So this morning I was browsing through the internet for a simple Spanish Coffee recipe to serve at a get together tomorrow evening when I found one on the FoodTV site, right beside the picture of this "Yule log" - as I've learned to call it in English.
When I was growing up in Quebec and going to French school we learned all about the folklore of this traditional Christmas dessert. We learned how to make it in a jelly roll pan, we learned how to wrap it in a lightly floured tea towel, to roll it and about creating pseudo-mushrooms with meringues that have had cocoa dusted onto them. The only thing that stumped me was when the heck was the plum pudding (with hard sauce, of course) going to be eaten, and why didn't any of my friends know the French name for plum pudding? Growing up English in a French community, it was not an uncommon thing to learn theoretically about traditions that we never got to practice at home, but the details that I retain of the importance of buttered hands when pulling taffy (la tire de la Ste Catherine), making maple poached eggs, and how to perfectly apply the icing to the Christmas "buche" to make it look like bark, are all fond memories that stay with me much as I remember the details of "Catherine's" bed chamber in Wuthering Heights: dear to me in an outsider's way.
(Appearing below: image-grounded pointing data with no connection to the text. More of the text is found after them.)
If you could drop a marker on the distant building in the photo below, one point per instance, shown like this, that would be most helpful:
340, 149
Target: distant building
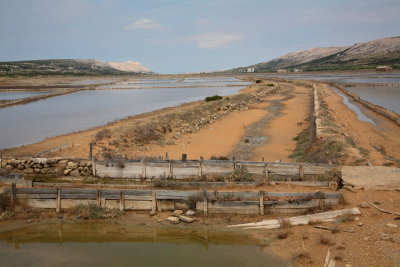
384, 68
250, 69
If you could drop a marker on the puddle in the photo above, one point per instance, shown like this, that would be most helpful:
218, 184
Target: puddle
350, 104
109, 244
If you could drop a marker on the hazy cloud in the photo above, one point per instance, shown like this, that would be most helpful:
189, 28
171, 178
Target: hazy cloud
213, 40
145, 24
202, 21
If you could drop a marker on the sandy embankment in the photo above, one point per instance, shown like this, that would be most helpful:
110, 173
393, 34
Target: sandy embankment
380, 141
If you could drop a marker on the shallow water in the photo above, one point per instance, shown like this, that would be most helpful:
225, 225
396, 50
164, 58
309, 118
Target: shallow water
29, 123
8, 95
386, 96
106, 244
350, 104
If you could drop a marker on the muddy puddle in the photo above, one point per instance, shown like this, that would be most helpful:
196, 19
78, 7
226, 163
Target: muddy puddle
110, 244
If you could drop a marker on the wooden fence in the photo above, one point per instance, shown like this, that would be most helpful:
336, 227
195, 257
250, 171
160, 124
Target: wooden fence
196, 169
252, 202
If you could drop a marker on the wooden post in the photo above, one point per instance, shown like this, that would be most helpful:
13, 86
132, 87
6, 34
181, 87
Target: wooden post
171, 172
58, 207
144, 170
94, 166
153, 202
13, 193
266, 173
90, 151
205, 202
184, 157
301, 172
201, 168
98, 198
121, 201
261, 202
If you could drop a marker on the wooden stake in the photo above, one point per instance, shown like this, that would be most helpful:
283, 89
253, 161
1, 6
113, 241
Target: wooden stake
261, 202
122, 201
13, 193
58, 207
301, 172
153, 202
98, 198
205, 202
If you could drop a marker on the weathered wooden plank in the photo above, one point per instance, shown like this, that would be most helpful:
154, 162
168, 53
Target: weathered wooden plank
298, 220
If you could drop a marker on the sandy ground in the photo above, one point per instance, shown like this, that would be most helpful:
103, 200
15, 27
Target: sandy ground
281, 131
364, 247
386, 134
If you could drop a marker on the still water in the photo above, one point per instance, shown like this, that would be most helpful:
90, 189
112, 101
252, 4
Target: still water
350, 104
25, 124
386, 96
12, 95
106, 244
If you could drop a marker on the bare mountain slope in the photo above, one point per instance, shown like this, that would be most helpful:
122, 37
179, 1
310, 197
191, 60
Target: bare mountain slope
361, 55
71, 67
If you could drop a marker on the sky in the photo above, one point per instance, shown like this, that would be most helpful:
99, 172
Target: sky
171, 36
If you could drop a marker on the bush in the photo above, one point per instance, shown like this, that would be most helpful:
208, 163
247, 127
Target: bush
146, 133
219, 158
102, 134
213, 98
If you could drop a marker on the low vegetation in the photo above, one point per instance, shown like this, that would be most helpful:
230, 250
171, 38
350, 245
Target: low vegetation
213, 98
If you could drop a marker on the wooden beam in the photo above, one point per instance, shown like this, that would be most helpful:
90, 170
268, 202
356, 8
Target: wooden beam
153, 202
205, 202
262, 202
58, 206
13, 193
121, 201
298, 220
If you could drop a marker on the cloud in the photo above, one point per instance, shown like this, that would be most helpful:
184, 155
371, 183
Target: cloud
202, 21
144, 24
213, 40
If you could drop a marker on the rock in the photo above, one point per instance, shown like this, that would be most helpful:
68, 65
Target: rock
9, 167
177, 212
185, 219
190, 213
173, 220
152, 213
74, 173
386, 237
29, 170
72, 165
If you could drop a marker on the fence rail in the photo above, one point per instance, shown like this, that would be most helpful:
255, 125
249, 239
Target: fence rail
250, 202
204, 168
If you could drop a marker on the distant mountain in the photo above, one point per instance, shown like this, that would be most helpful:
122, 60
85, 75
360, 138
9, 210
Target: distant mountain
71, 67
385, 51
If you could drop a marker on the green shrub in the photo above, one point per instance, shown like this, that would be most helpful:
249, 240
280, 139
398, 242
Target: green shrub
213, 98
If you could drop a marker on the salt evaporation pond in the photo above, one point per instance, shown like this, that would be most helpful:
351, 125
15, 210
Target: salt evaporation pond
13, 95
25, 124
385, 96
105, 244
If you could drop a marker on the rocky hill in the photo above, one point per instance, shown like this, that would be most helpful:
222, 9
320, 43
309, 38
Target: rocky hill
385, 51
71, 67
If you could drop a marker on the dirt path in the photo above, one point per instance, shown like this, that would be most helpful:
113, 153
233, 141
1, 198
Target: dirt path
379, 143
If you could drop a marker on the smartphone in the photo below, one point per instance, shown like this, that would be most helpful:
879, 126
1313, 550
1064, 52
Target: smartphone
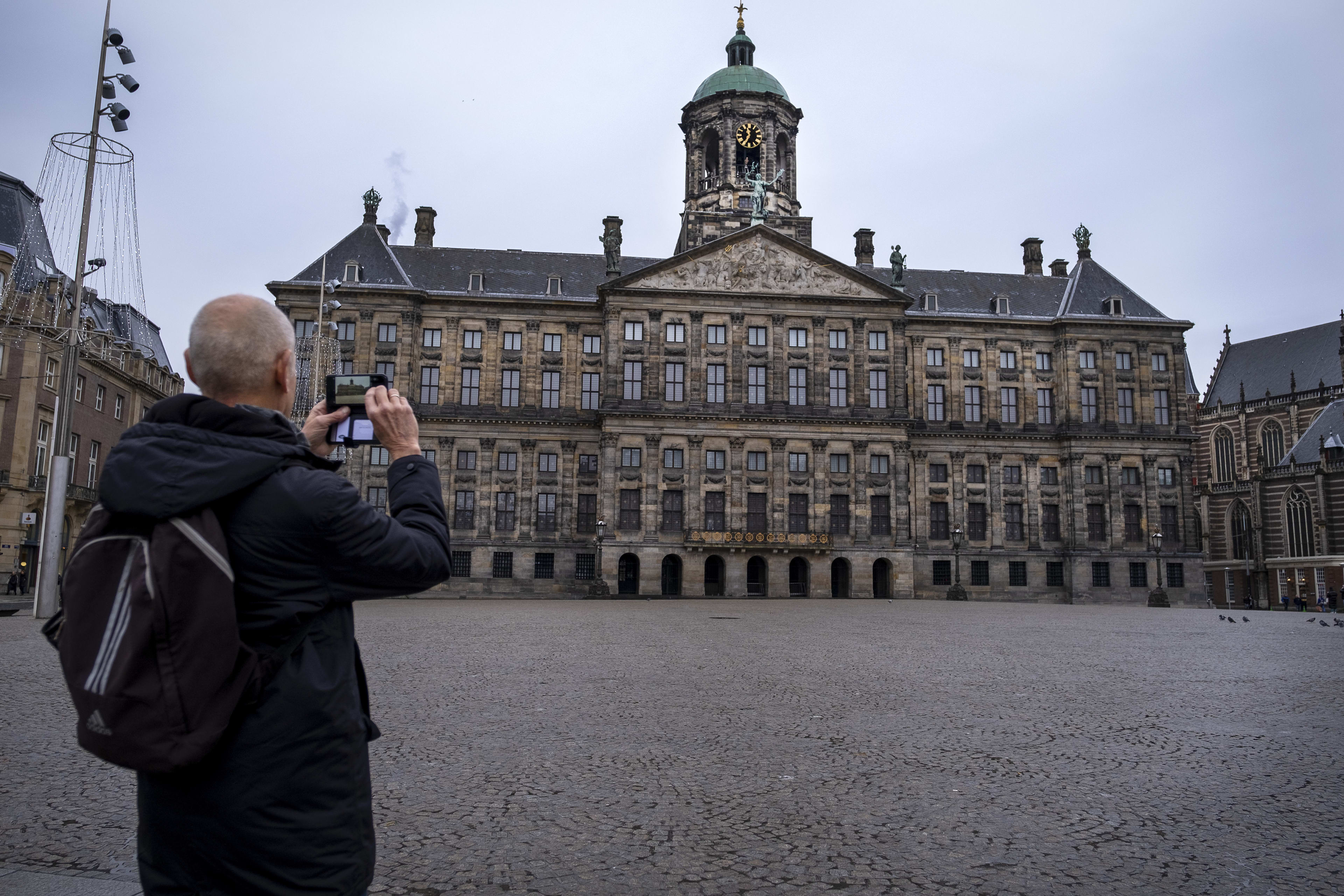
347, 390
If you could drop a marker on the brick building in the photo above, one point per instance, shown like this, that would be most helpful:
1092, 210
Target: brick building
752, 417
124, 369
1270, 479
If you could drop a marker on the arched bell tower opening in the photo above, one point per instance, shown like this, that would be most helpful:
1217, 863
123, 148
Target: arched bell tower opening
741, 139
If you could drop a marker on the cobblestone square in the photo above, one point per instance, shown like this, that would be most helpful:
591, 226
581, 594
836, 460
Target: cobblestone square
705, 747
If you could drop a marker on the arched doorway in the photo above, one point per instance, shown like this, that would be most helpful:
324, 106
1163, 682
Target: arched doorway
628, 574
882, 578
714, 577
839, 578
671, 575
756, 578
798, 578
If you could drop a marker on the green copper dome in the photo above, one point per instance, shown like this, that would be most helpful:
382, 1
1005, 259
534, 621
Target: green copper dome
740, 78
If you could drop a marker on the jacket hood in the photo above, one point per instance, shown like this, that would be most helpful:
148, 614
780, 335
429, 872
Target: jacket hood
191, 450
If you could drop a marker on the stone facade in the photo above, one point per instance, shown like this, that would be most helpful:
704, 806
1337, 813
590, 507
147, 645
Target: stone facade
752, 417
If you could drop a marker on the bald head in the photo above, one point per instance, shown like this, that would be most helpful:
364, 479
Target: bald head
234, 346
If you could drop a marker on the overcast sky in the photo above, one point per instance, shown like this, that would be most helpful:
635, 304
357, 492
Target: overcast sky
1199, 141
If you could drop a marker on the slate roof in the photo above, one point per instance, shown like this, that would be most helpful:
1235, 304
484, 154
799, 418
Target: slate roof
22, 225
443, 269
1328, 424
1080, 295
1268, 363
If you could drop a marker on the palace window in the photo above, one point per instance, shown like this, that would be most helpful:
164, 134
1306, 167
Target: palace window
590, 397
509, 389
715, 377
972, 404
756, 386
839, 387
798, 386
877, 389
798, 512
550, 389
1126, 406
714, 511
1045, 406
936, 404
634, 381
1089, 405
671, 511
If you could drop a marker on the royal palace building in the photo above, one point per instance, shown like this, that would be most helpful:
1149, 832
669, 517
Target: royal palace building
1270, 471
755, 418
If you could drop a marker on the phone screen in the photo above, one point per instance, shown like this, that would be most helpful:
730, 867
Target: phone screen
355, 429
351, 387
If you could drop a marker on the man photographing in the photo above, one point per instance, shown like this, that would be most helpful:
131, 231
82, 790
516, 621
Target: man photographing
283, 805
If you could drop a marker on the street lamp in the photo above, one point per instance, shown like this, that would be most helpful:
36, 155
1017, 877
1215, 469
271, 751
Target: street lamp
58, 479
600, 589
956, 592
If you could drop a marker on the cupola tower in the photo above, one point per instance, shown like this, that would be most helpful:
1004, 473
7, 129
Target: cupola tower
741, 133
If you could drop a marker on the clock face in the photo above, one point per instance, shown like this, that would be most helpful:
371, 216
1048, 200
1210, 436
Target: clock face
749, 135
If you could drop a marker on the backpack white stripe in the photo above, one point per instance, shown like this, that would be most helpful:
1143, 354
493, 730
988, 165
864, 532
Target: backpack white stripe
118, 621
206, 547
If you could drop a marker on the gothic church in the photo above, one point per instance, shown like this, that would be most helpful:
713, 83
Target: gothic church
753, 418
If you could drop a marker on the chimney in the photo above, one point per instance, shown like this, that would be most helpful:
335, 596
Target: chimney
425, 226
1031, 256
863, 248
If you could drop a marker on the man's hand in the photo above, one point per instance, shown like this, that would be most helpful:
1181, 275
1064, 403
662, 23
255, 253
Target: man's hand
318, 424
394, 421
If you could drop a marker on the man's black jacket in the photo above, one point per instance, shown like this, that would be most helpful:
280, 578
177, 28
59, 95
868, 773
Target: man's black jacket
284, 805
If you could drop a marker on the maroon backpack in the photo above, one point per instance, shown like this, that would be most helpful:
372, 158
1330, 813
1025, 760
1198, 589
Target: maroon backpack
148, 640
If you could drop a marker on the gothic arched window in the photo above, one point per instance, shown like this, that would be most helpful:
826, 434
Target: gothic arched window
1241, 520
1299, 518
1225, 456
1272, 444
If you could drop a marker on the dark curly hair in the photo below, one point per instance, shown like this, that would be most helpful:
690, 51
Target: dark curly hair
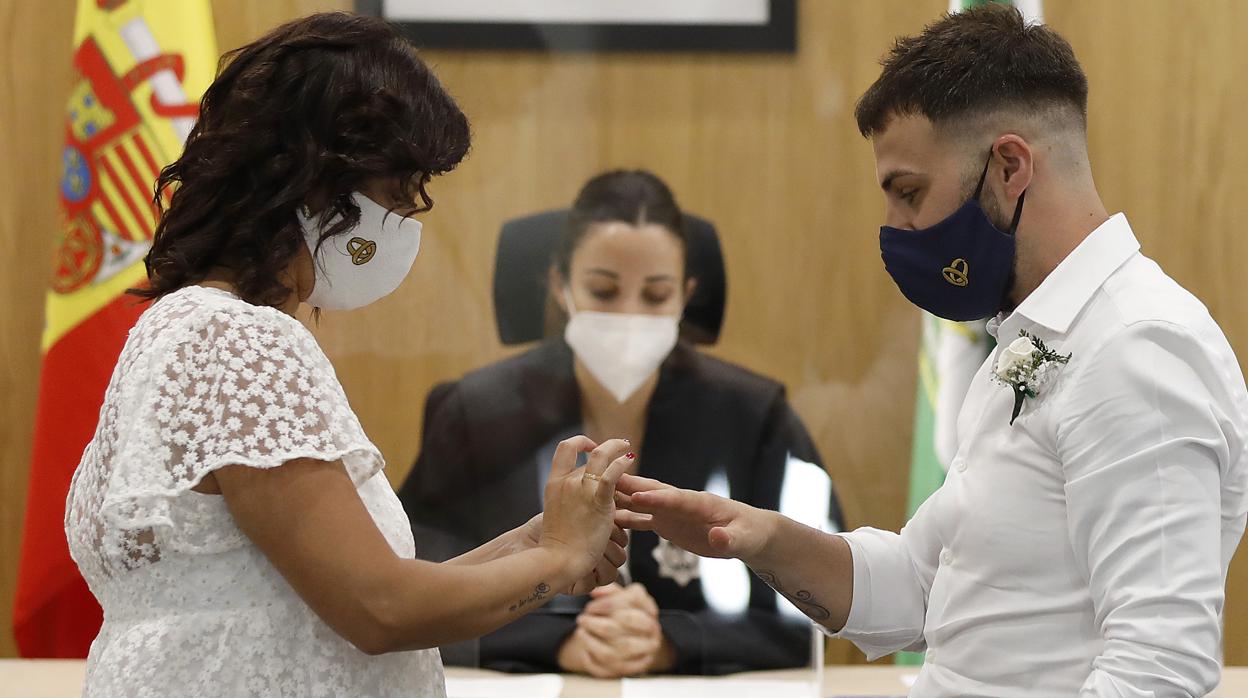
629, 196
305, 114
972, 63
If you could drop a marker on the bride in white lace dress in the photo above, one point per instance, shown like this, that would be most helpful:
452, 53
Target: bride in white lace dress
230, 512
Actually none of this has much to do with knitting, but what I did learn is how many interesting experiences one can have by following from one link to the next on the internet. Here is the address for the blog where the Yule log recipe is found: http://www.foodtv.ca/BLOG/archive/2008/12/01/12-days-of-holiday-treats-chocolaty-christmas-log.aspx and being a blog, they're are always links to other blogs. Well, go figure, who knew that there would be as many, if not more, obsessed foodies wanting to share their ideas and discoveries with their cyberfriends on food blogs (over 50 of them have links from that page.)
Now why would I find it odd that there would be so many food bloggers? I'm a big food fan myself. I guess I just don't hang around with people who are as passionate about food as they are about knitting.
Anyone who wants to take the "Sock in a day" class at the store in January had better "get their skates on" (as they say on Coronation Street.) We're already half full. Lots of other great classes coming up too. I'm really looking forward to it.
As promised, this is a picture of the tea cozy that I knitted, felted then needle felted for my oldest who really enjoys her tea. The scroll work along the bottom is just multi coloured roving as is the "I". The heart and the tea pot were made by using miniature cookie cutters that I got at the Bulk Barn. You lay them on the fabric to be embellished and fill them with fleece then start poking the heck out of it with a felting needle until it's nearly flat. If you want more high relief add some more fleece and poke the heck out of it again. Remove the cookie cutter frame and use your needle and accent/shading colours to work in the details.
It really is as easy as can be. But my advice is that it should be appreciated by all from a distance of not less than 3 feet. Like much art work it loses a lot of its magic when scrutinized too closely. If you haven't tried needle felting, it really is worth the $15 investment to have a real play time. Great way to distract yourself over the holidays.